Toulouse : un policier condamné pour avoir gazé un handicapé "gilet jaune" sur la foi d'une vidéo
Manifestation de "gilets jaunes" à Toulouse, le 5 janvier 2019.

, publié le samedi 28 novembre 2020 à 13h39

"Cette affaire démontre que la vidéo est essentielle dans le cadre d'un procès mettant en cause un policier", estime l'avocate de la victime, alors que la proposition de loi "sécurité globale" prévoit de restreindre la possibilité de filmer les forces de l'ordre.

Quand la justice rejoint l'actualité. Alors que de nouvelles manifestations sont prévues samedi 28 novembre en France contre la proposition de loi "sécurité globale" et sa mesure phare, qui prévoit de restreindre la possibilité de filmer les forces de l'ordre, un policier a été condamné vendredi à Toulouse, sur la base d'une vidéo diffusé sur les réseaux sociaux, à 4 mois de prison avec sursis pour avoir gazé un tétraplégique en fauteuil lors d'une manifestation des "gilets jaunes".




Le 2 mars 2019, ce commandant de police qui dirigeait la Compagnie de sécurisation et d'intervention de Toulouse avait arraché le masque à gaz que portait un handicapé en fauteuil pour se protéger lors d'un rassemblement des "gilets jaunes".

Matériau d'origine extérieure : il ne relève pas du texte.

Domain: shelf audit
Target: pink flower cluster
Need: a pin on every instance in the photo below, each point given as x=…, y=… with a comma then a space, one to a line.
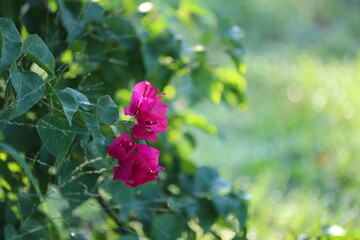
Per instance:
x=138, y=163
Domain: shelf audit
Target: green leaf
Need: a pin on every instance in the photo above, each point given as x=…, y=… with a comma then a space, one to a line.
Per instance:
x=11, y=43
x=21, y=161
x=224, y=204
x=204, y=178
x=69, y=104
x=165, y=226
x=56, y=134
x=80, y=98
x=37, y=50
x=206, y=214
x=10, y=232
x=101, y=141
x=106, y=110
x=123, y=196
x=29, y=89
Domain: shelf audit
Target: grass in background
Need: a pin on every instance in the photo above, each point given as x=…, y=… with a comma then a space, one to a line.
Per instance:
x=296, y=149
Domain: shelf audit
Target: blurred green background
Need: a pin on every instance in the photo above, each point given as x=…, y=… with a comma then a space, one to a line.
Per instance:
x=296, y=148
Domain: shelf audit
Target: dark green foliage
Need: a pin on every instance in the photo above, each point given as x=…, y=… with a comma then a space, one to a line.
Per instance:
x=68, y=76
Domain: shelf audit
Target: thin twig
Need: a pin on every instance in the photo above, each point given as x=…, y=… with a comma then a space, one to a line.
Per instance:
x=119, y=222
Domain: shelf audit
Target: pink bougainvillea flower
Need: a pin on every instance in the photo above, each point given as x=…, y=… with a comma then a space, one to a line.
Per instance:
x=138, y=163
x=140, y=167
x=121, y=147
x=148, y=110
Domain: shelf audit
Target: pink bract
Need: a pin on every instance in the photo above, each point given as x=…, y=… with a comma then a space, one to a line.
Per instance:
x=138, y=163
x=148, y=110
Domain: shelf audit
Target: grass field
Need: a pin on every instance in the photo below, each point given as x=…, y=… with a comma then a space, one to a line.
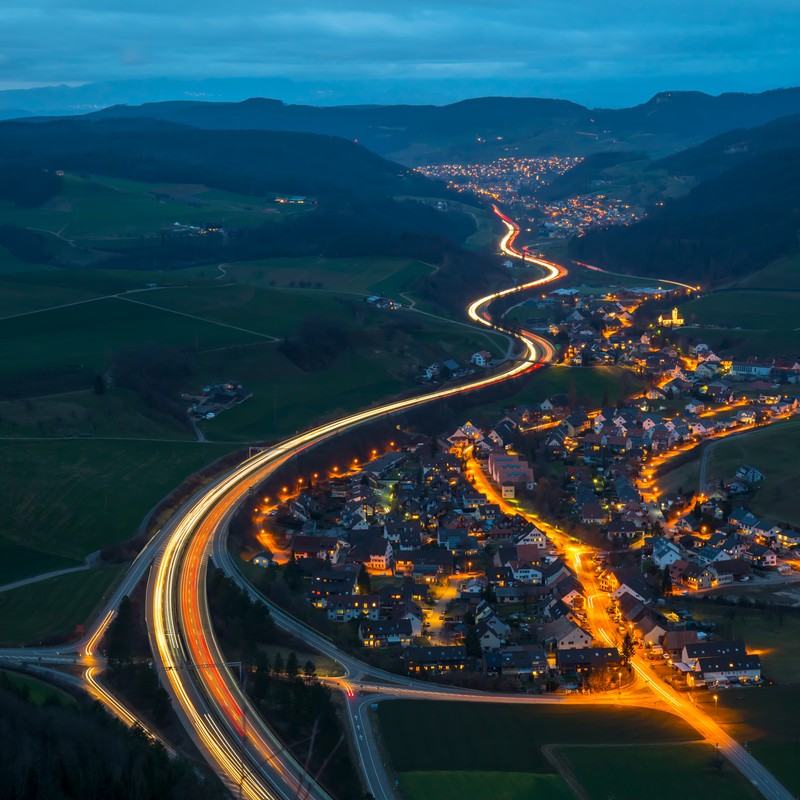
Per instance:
x=767, y=720
x=90, y=334
x=107, y=208
x=387, y=276
x=684, y=478
x=18, y=561
x=457, y=750
x=117, y=413
x=272, y=312
x=775, y=451
x=782, y=275
x=752, y=322
x=480, y=785
x=39, y=692
x=32, y=613
x=501, y=738
x=631, y=773
x=588, y=384
x=69, y=498
x=775, y=636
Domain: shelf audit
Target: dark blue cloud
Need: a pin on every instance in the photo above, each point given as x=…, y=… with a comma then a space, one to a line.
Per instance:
x=617, y=51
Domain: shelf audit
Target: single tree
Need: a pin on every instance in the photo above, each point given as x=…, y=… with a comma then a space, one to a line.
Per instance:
x=277, y=665
x=628, y=647
x=292, y=665
x=666, y=582
x=363, y=582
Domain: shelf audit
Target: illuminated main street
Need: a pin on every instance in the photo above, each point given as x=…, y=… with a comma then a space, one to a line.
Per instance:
x=207, y=695
x=205, y=692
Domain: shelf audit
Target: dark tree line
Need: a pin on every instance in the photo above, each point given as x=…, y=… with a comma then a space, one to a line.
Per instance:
x=27, y=187
x=725, y=227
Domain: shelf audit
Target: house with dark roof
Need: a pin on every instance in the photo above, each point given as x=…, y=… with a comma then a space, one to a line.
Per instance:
x=385, y=633
x=723, y=670
x=585, y=659
x=519, y=660
x=435, y=660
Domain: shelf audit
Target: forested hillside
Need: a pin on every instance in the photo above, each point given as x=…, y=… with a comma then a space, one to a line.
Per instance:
x=743, y=214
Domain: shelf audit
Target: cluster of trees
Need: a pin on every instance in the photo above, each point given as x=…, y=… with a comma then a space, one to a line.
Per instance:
x=157, y=374
x=79, y=752
x=317, y=344
x=295, y=703
x=727, y=226
x=303, y=712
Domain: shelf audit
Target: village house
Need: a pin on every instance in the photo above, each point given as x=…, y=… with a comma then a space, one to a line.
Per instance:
x=385, y=633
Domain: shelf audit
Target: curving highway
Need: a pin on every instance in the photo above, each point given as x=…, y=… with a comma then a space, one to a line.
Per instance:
x=206, y=692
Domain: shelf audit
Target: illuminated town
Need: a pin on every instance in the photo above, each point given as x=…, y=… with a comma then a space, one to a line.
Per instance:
x=517, y=183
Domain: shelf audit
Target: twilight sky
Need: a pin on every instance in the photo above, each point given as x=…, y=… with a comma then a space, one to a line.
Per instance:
x=616, y=52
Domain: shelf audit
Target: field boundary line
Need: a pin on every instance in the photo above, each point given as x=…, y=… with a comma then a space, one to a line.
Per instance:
x=199, y=319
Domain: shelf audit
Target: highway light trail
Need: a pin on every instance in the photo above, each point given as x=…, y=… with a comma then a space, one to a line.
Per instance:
x=207, y=695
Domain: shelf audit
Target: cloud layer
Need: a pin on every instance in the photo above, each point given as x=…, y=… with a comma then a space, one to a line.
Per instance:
x=566, y=47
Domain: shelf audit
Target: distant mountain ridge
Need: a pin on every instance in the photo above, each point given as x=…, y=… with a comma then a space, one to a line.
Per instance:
x=742, y=214
x=490, y=127
x=246, y=161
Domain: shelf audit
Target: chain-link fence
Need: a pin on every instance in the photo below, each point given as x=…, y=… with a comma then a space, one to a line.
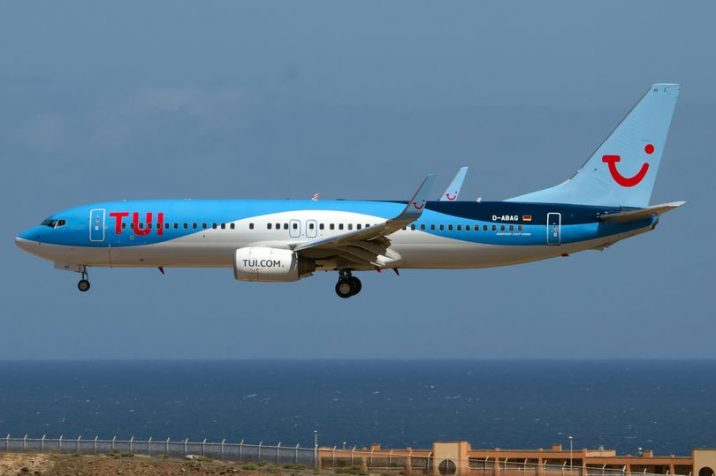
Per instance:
x=278, y=454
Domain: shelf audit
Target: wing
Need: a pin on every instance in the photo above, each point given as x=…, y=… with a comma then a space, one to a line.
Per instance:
x=453, y=190
x=368, y=247
x=639, y=214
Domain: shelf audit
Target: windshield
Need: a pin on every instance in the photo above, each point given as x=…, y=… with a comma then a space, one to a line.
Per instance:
x=52, y=223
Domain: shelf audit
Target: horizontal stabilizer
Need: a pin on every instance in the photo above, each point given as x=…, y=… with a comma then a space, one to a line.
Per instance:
x=640, y=214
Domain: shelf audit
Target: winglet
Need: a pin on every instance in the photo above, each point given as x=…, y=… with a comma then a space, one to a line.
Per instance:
x=453, y=190
x=416, y=204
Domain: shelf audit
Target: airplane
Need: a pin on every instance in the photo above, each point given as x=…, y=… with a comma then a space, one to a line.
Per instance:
x=605, y=201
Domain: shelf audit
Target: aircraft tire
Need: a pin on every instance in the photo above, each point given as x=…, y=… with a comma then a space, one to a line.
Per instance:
x=344, y=288
x=356, y=285
x=83, y=285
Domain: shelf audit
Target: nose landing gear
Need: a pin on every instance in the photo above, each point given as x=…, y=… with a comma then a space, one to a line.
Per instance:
x=347, y=285
x=83, y=285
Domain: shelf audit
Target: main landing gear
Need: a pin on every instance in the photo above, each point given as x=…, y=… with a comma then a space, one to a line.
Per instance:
x=347, y=285
x=83, y=285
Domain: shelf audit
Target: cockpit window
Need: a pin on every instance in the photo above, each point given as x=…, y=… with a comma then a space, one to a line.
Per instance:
x=52, y=223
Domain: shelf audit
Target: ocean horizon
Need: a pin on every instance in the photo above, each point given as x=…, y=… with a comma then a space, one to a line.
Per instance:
x=665, y=405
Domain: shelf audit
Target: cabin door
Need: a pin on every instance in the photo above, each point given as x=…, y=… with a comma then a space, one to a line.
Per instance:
x=554, y=228
x=96, y=224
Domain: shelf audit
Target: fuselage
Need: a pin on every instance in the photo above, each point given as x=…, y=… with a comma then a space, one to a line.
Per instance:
x=207, y=233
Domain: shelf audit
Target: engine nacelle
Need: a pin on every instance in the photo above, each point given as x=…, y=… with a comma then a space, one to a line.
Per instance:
x=261, y=263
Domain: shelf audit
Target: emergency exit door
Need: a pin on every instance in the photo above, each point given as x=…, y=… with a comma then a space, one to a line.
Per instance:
x=554, y=228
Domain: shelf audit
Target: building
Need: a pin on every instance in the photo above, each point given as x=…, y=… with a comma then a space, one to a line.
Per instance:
x=448, y=458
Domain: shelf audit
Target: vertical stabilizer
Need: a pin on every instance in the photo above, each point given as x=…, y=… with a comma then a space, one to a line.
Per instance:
x=622, y=171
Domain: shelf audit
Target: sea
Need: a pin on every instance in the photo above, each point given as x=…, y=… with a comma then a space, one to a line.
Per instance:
x=667, y=406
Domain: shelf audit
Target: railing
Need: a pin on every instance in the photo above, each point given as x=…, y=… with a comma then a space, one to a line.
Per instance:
x=278, y=454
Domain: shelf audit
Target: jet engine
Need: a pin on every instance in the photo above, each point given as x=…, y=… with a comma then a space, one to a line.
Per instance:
x=262, y=263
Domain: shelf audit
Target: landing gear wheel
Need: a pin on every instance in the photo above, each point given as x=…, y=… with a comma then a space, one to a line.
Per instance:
x=356, y=285
x=344, y=288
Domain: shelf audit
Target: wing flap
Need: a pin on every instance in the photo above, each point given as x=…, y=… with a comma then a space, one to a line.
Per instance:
x=368, y=245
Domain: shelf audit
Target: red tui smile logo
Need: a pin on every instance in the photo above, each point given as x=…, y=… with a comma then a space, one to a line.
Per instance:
x=635, y=179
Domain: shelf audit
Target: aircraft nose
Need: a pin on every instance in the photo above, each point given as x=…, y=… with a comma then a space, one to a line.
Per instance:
x=26, y=239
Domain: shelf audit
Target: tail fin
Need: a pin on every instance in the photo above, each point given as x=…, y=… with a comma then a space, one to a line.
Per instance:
x=623, y=170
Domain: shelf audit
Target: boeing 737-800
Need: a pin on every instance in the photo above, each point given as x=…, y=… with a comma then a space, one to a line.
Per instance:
x=606, y=201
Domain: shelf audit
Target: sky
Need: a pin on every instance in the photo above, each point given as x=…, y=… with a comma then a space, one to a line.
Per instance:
x=136, y=100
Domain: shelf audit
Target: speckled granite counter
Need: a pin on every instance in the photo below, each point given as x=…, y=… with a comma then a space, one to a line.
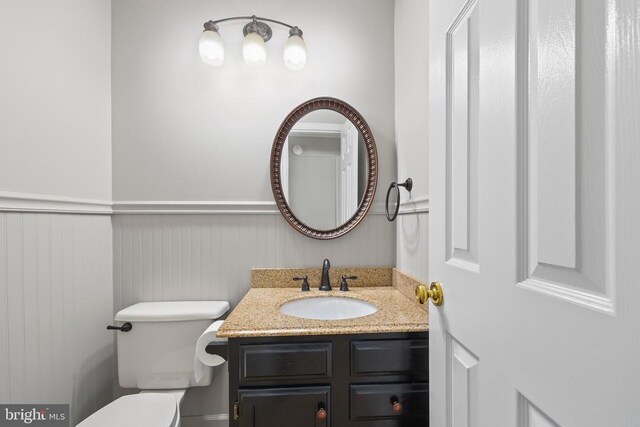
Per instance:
x=258, y=314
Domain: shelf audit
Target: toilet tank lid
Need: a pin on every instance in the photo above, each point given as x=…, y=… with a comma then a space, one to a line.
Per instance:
x=172, y=311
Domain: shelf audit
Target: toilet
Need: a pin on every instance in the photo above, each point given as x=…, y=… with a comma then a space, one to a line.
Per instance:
x=157, y=356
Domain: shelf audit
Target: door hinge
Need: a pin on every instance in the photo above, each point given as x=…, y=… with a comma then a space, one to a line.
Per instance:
x=236, y=410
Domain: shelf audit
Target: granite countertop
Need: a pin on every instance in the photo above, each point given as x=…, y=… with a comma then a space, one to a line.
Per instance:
x=258, y=314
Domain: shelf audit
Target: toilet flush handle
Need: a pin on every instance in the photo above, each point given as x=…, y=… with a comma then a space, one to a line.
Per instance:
x=126, y=327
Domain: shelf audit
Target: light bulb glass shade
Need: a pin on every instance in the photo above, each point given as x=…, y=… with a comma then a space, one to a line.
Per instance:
x=211, y=48
x=254, y=50
x=295, y=53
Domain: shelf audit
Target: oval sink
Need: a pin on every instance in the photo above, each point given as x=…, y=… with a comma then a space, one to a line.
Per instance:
x=328, y=308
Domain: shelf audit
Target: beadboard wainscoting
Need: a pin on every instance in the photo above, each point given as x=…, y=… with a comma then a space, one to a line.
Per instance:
x=183, y=257
x=160, y=257
x=55, y=300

Alors que ce dernier avait rapproché son fauteuil motorisé du policier pour lui demander de lui restituer son masque, le fonctionnaire l'avait gazé à bout portant avec une bombe lacrymogène. "On m'a arraché mon masque de ski et on ne voulait pas me le rendre. Alors j'ai suivi le policier. Je voulais juste qu'il me le rende", expliquait à l'époque le "gilet jaune", rapporte Le Parisien. 

"Cette affaire démontre que la vidéo est essentielle dans le cadre d'un procès mettant en cause un policier", a déclaré à l'AFP l'avocate de la victime, Me Claire Dujardin. "La vidéo a été prise par un citoyen sur son balcon et c'est grâce à sa diffusion sur les réseaux sociaux que le procureur de la République de Toulouse a saisi l'IGPN", a encore indiqué Me Dujardin.

Evoquant le scandale du tabassage par des policiers d'un producteur de musique noir dans un studio de musique parisien, l'avocate a souligné que "la diffusion est aussi importante que de filmer" dans de tels dossiers.